Les détenus européens à l'épreuve de prisons vieillissantes information fournie par Reuters 07/08/2026 à 10:49
par Layli Foroudi, Alvise Armellini et Amina Ismail
Les canicules successives qui étouffent l'Europe cet été viennent rappeler que ses établissements pénitentiaires sont bien souvent inadaptés aux réalités du changement climatique et mettent en péril la santé physique et mentale de leurs détenus.
A Orléans-Saran (Loiret), une des prisons les plus récentes de France, Manu, 29 ans, passe le plus clair de ses journées allongé sur son lit, en essayant de bouger le moins possible.
"A extérieur, on peut acheter un ventilateur, on peut changer d'endroit, ici c'est mental, on essaie de gérer mentalement", a-t-il expliqué au député du Loiret Emmanuel Duplessy (Génération.s), venu exercer son droit de visite.
Reuters a accompagné ce déplacement en juillet et s'est entretenu avec plus de 40 personnes en France, en Italie et en Belgique, parmi lesquelles des détenus, des militants des droits de l'homme, des directeurs de prison, des médecins et des représentants syndicaux.
Beaucoup ont décrit une situation de crise dans des établissements où les vagues de chaleur ont mis en lumière des problèmes structurels de surpopulation et de vétusté.
En France, la contrôleure générale des lieux de privation de liberté, Dominique Simonnot, a expliqué que son autorité indépendante avait été submergée de plaintes de détenus lors du premier épisode caniculaire majeur de juin, au point de devoir recruter une personne supplémentaire pour le standard téléphonique.
"Imaginez, nous, on étouffe dans nos apparts' et eux, ils sont 3, 4 en cellule dans 9 mètres carrés dans des endroits qui ne sont pas écolos, qui ne sont pas adaptés, qui ne sont pas climatisés, qui sont vieux, où la chaleur accable."

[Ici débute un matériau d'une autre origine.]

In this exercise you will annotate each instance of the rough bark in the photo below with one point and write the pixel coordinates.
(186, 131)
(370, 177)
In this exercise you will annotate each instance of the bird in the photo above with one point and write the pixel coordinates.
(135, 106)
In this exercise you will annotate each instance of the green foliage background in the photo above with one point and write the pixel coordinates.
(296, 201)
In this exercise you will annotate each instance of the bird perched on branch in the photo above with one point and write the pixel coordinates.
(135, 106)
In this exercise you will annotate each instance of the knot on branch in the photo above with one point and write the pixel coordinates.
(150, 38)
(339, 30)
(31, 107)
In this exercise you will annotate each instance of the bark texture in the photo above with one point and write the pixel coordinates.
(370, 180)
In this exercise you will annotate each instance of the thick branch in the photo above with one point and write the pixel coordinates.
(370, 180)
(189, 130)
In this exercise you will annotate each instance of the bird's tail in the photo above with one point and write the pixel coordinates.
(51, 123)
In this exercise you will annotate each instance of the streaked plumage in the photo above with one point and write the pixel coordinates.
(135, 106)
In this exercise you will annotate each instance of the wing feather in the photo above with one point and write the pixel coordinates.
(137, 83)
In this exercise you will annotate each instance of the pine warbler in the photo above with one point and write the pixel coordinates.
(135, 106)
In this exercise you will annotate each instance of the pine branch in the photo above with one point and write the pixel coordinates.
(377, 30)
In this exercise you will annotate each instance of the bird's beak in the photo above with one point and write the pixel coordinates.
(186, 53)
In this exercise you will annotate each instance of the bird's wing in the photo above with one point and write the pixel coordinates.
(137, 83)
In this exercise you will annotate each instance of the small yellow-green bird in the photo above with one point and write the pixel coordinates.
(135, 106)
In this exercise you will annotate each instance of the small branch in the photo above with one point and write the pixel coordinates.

Plus au sud, à Limoges (Haute-Vienne), un autre détenu a dit à son avocat et à sa mère avoir perdu connaissance à cause de la chaleur, avant de tomber et de se blesser à la tête en se levant pour aller aux toilettes dans la nuit du 7 au 8 juillet.
Un représentant du syndicat des surveillants pénitentiaires a livré à Reuters une version différente, également liée à la chaleur. Selon lui, le détenu, qui a demandé à ne pas être identifié, aurait glissé alors qu'il grimpait pour tenter de profiter d'un peu d'air frais près d'une fenêtre.

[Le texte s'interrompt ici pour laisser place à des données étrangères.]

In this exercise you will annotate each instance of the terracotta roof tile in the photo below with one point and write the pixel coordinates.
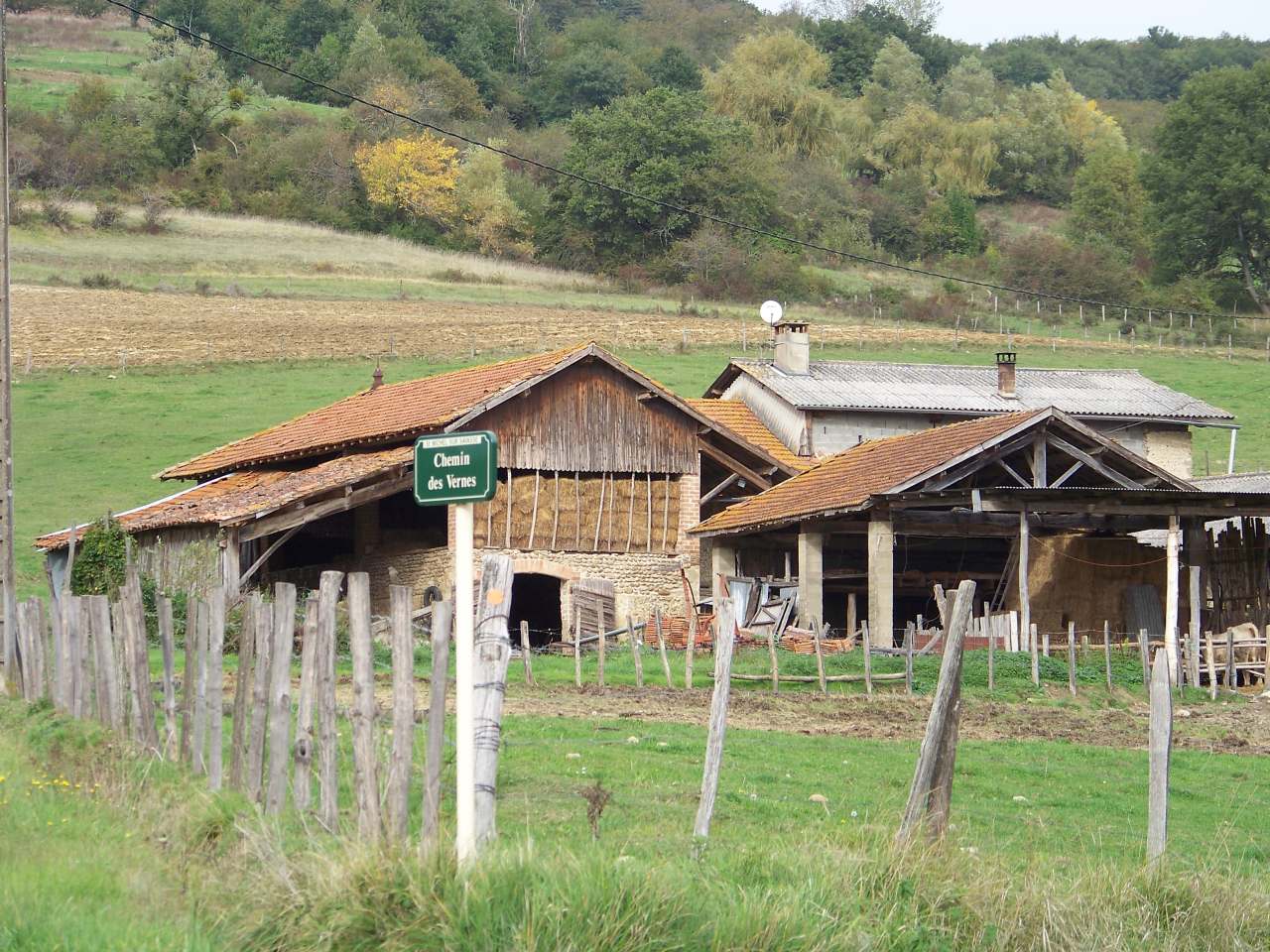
(738, 417)
(394, 412)
(243, 494)
(849, 477)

Reuters n'a pu s'entretenir avec ce détenu et n'a pas été en mesure de confirmer indépendamment l'une ou l'autre version. Son avocat, Me Charly Salkazanov, a déclaré avoir demandé à l'administration pénitentiaire la transmission de son dossier médical afin d'obtenir davantage de précisions.
"Ce genre de situation est amené à se reproduire sans prise de conscience des autorités", a-t-il ajouté. La direction interrégionale des services pénitentiaires de Bordeaux, dont dépend la prison de Limoges, n'a pas commenté ce cas particulier.

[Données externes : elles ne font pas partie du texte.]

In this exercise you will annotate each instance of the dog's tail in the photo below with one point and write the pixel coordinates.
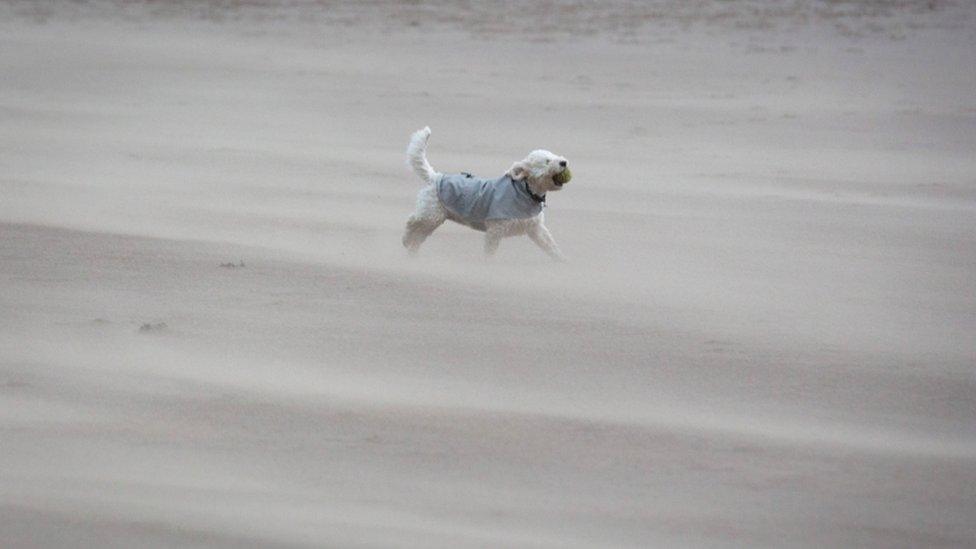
(417, 155)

DAVANTAGE DE DOUCHES ET DE CREME SOLAIRE
Elle a toutefois fait savoir que plusieurs mesures avaient été mises en place contre la canicule, notamment un accès accru aux douches et à l'eau ainsi que la possibilité pour les détenus d'acheter des ventilateurs et de la crème solaire.
Le ministère français de la Justice a précisé que des douches supplémentaires, des réserves de crème solaire et un accès renforcé à l'eau avaient été proposés aux détenus dans tout le pays.
"On a un plan, un plan canicule pour le court terme. Le long terme et le moyen terme, c'est tout simplement essayer de lutter contre la surpopulation carcérale puisque, en dehors de la chaleur en tant que telle, quand il y a un phénomène de surpopulation carcérale, ça accentue les difficultés de la canicule", déclarait en juin à Reuters le porte-parole du ministère de la Justice, Sacha Straub-Kahn.
Selon les chiffres officiels, le taux moyen d'occupation des prisons françaises atteignait 141,3% au 1er juillet. Les organismes chargés du suivi du bien-être des détenus font état de taux de 139,7% en Italie à la fin juillet et de 121% en Belgique en août.
En Italie, un collectif d'associations de défense des droits des détenus a organisé le 14 juillet des visites simultanées dans 34 établissements afin d'alerter sur ce qu'elle considère comme des conditions de détention inhumaines.
"Il est absurde qu'il n'y ait pas de réfrigérateurs dans les cellules, il est absurde qu'il n'y ait pas de ventilateurs partout, il est absurde, par exemple, que les détenus doivent passer 20 heures par jour dans leurs cellules", a déclaré Patrizio Gonnella, président de l'association Antigone, devant la prison romaine de Regina Coeli.
REDUIRE LA SURPOPULATION
Le ministère italien de la Justice a alloué 800.000 euros aux établissements pénitentiaires afin qu'ils puissent acheter des ventilateurs et des réfrigérateurs pour l'été.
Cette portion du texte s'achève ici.